Treasure Island, Caesar's Palace. And then - how crazy is this? - Paris, the Eiffel Tower. Across the road is Venice. Further along The Strip are Monte Carlo, New York, the Pyramids, Luxor.

We are in the Bellagio. A vast reception area leading into an even larger gambling floor. Row upon row of slot machines, croupiers turning wheels, flipping cards, gathering dice. You have to run the gauntlet of it all to get to the elevators. Clearly they hope to tempt you to lose money en route.

And then our room, on the 26th floor, with ceiling to carpet windows looking out on the Eiffel Tower, and a huge man-made lake with a spectacular water and light show that runs every fifteen minutes.

I stop to pinch myself. It's all so unreal - and at the same time so incredibly real. Because we are here.

A long way from the tiny South Pasadena bookstore of "Book 'Em" that we visited on Sunday to talk to customers and sign books. Or the afternoon drink we shared with our old French neighbours, John and Bettie Jensen in Beverly Hills, before dining at the Los Angeles Country Club - where the maitre d' made me wear a jacket and tie in an attempt to accomplish some veneer of presentability.

Or the long drive through barren moonscapes, punctuated by forests of wind turbines, and a dramatic desert thunderstorm, to the upscale town of Scottsdale on the edge of Phoenix.
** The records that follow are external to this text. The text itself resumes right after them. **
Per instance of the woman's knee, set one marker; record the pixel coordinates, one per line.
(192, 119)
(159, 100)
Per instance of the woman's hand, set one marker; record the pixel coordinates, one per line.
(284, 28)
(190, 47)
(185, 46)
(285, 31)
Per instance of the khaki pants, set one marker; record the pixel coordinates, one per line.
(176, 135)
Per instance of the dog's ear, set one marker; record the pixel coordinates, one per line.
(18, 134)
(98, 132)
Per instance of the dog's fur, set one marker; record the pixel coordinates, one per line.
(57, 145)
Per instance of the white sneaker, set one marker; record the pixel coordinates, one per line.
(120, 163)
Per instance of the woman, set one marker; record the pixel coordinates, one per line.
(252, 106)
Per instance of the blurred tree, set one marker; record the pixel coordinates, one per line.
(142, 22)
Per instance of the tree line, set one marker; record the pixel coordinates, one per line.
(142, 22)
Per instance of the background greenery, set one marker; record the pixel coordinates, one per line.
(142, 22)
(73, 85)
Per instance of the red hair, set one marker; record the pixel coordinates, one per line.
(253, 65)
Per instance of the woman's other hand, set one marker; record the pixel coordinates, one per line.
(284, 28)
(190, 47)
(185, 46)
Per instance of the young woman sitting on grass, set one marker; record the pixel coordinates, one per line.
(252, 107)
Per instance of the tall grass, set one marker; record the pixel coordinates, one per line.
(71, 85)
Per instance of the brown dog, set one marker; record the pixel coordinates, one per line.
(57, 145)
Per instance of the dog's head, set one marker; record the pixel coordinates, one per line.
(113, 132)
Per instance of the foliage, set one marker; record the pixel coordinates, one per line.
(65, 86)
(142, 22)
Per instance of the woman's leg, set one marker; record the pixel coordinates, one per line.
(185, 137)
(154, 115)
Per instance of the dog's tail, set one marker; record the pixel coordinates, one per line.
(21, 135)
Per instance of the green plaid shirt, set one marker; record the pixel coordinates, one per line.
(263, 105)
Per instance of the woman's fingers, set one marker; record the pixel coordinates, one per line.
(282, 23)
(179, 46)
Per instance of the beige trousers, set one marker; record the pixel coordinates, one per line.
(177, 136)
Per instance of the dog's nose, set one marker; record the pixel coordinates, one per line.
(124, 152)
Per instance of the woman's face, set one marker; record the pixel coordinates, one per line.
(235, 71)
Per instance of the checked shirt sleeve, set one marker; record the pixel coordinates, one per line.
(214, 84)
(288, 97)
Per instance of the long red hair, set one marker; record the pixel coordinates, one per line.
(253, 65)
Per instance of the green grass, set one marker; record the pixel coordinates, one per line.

The vastness overhead on that Arizona desert drive had been extraordinary - a cistine sky of dark, bruising brushstrokes, smeared across a wet, purple fresco (that one's for Ian and Hilary).

Then rain pounding on the skylight as author Mary Anna Evans and myself were interviewed by our publisher, Barbara Peters, before an enthusiastic audience at the Poison Pen bookstore. The one place you don't expect to be cold, or rained upon, is Phoenix. But, then, nothing about this trip is conforming to the expected.

Barbara Peters prays for success...

And now we have a day to play, and I'll leave you to guess at what it is we might get up to in this original sin city. For, after all, what happens in Vegas stays in Vegas.

See you in California.

Writing the Vegas blog...

1 comment:

Anonymous said...

Loved the image of the purple fresco sky . . . reading your Blog from a bruised Leeds skyline!